The canonical SMILES for N-[2-[4-(furan-2-yl)quinolin-8-yl]-3-methylsulfanylpropyl]-6-(6-methyl-3-pyridinyl)pyrimidin-4-amine is CSCC(CNc1cc(-c2ccc(C)nc2)ncn1)c1cccc2c(-c3ccco3)ccnc12.
What is the InChIKey of N-[2-[4-(furan-2-yl)quinolin-8-yl]-3-methylsulfanylpropyl]-6-(6-methyl-3-pyridinyl)pyrimidin-4-amine?

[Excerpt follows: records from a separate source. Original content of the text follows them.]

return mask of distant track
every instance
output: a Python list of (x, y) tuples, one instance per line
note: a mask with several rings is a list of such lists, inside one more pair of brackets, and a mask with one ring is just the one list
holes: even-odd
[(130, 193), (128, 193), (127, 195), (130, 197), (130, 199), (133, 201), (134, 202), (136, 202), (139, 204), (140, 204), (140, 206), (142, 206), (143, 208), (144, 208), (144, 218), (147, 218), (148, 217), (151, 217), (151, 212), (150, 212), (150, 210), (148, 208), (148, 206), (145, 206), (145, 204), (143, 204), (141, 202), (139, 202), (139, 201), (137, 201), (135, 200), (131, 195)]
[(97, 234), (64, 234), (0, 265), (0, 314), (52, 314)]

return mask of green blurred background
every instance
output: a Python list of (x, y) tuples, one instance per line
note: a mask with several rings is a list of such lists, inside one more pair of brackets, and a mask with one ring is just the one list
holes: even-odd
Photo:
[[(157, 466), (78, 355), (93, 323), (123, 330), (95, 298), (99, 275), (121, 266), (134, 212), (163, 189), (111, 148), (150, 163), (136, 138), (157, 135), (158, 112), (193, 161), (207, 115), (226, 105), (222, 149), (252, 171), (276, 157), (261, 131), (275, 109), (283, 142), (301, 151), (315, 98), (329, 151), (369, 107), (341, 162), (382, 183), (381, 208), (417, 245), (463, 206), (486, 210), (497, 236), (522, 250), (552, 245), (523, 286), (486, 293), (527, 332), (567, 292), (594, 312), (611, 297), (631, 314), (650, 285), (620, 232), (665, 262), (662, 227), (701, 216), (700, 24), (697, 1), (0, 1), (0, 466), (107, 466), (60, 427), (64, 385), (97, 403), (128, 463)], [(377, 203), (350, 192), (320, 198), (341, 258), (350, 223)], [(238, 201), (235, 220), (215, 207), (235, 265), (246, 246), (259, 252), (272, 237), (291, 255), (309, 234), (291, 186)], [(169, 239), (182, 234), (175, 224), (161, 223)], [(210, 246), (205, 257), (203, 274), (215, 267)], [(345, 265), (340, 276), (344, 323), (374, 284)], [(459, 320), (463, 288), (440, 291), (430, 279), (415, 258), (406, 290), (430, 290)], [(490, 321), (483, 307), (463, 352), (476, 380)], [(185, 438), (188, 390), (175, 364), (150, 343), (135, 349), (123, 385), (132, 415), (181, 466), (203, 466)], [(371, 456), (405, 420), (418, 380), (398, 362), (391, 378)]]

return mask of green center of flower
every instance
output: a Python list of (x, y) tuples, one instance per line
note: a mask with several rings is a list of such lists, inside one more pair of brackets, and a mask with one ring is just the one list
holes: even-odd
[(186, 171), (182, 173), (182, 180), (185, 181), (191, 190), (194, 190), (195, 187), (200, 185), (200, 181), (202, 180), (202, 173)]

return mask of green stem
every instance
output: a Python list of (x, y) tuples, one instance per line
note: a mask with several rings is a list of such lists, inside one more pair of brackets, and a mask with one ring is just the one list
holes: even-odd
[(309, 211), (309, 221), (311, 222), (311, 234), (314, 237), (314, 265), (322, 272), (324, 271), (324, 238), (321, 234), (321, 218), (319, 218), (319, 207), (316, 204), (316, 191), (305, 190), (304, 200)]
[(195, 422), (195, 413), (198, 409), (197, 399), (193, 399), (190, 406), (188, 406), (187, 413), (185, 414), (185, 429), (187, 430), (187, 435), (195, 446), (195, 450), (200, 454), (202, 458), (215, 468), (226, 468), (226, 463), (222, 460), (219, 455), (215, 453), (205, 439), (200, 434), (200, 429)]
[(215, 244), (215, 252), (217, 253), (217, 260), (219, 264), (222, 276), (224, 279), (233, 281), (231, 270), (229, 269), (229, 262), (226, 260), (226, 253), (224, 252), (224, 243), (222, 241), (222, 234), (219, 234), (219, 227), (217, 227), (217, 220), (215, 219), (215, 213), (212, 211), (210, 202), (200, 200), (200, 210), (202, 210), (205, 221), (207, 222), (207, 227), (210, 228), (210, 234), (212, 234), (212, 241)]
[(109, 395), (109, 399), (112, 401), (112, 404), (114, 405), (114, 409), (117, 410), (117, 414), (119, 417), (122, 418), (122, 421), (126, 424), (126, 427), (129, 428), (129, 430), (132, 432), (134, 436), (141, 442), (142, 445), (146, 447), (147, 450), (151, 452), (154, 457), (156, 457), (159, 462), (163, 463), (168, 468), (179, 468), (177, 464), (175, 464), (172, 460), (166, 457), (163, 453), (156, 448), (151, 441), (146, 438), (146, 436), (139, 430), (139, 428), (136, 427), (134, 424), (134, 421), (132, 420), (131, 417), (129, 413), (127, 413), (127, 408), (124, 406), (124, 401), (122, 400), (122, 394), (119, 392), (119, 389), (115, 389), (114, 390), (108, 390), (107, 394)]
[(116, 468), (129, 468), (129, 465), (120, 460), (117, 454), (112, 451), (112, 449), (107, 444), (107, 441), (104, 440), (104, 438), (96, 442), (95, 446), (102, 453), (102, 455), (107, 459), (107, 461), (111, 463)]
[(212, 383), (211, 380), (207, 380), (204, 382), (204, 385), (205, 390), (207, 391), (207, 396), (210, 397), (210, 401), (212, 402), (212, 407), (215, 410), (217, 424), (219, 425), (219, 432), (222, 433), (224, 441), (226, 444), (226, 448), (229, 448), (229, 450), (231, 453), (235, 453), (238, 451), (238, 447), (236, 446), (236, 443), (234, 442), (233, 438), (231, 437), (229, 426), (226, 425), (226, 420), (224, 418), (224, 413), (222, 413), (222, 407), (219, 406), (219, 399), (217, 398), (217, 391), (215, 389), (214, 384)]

The InChIKey is KLIQCKNMFPMDBG-UHFFFAOYSA-N. The full InChI is InChI=1S/C27H25N5OS/c1-18-8-9-19(14-29-18)24-13-26(32-17-31-24)30-15-20(16-34-2)21-5-3-6-23-22(10-11-28-27(21)23)25-7-4-12-33-25/h3-14,17,20H,15-16H2,1-2H3,(H,30,31,32).
What are the key properties of N-[2-[4-(furan-2-yl)quinolin-8-yl]-3-methylsulfanylpropyl]-6-(6-methyl-3-pyridinyl)pyrimidin-4-amine?
N-[2-[4-(furan-2-yl)quinolin-8-yl]-3-methylsulfanylpropyl]-6-(6-methyl-3-pyridinyl)pyrimidin-4-amine has a molecular weight of 467.60 g/mol, XLogP of 6.21, 8 rotatable bonds, 1 hydrogen bond donors, and 7 hydrogen bond acceptors.
Where does this data come from?
All data for N-[2-[4-(furan-2-yl)quinolin-8-yl]-3-methylsulfanylpropyl]-6-(6-methyl-3-pyridinyl)pyrimidin-4-amine is sourced from PubChem (CID 123206558), the world's largest open chemistry database maintained by the National Library of Medicine (NIH).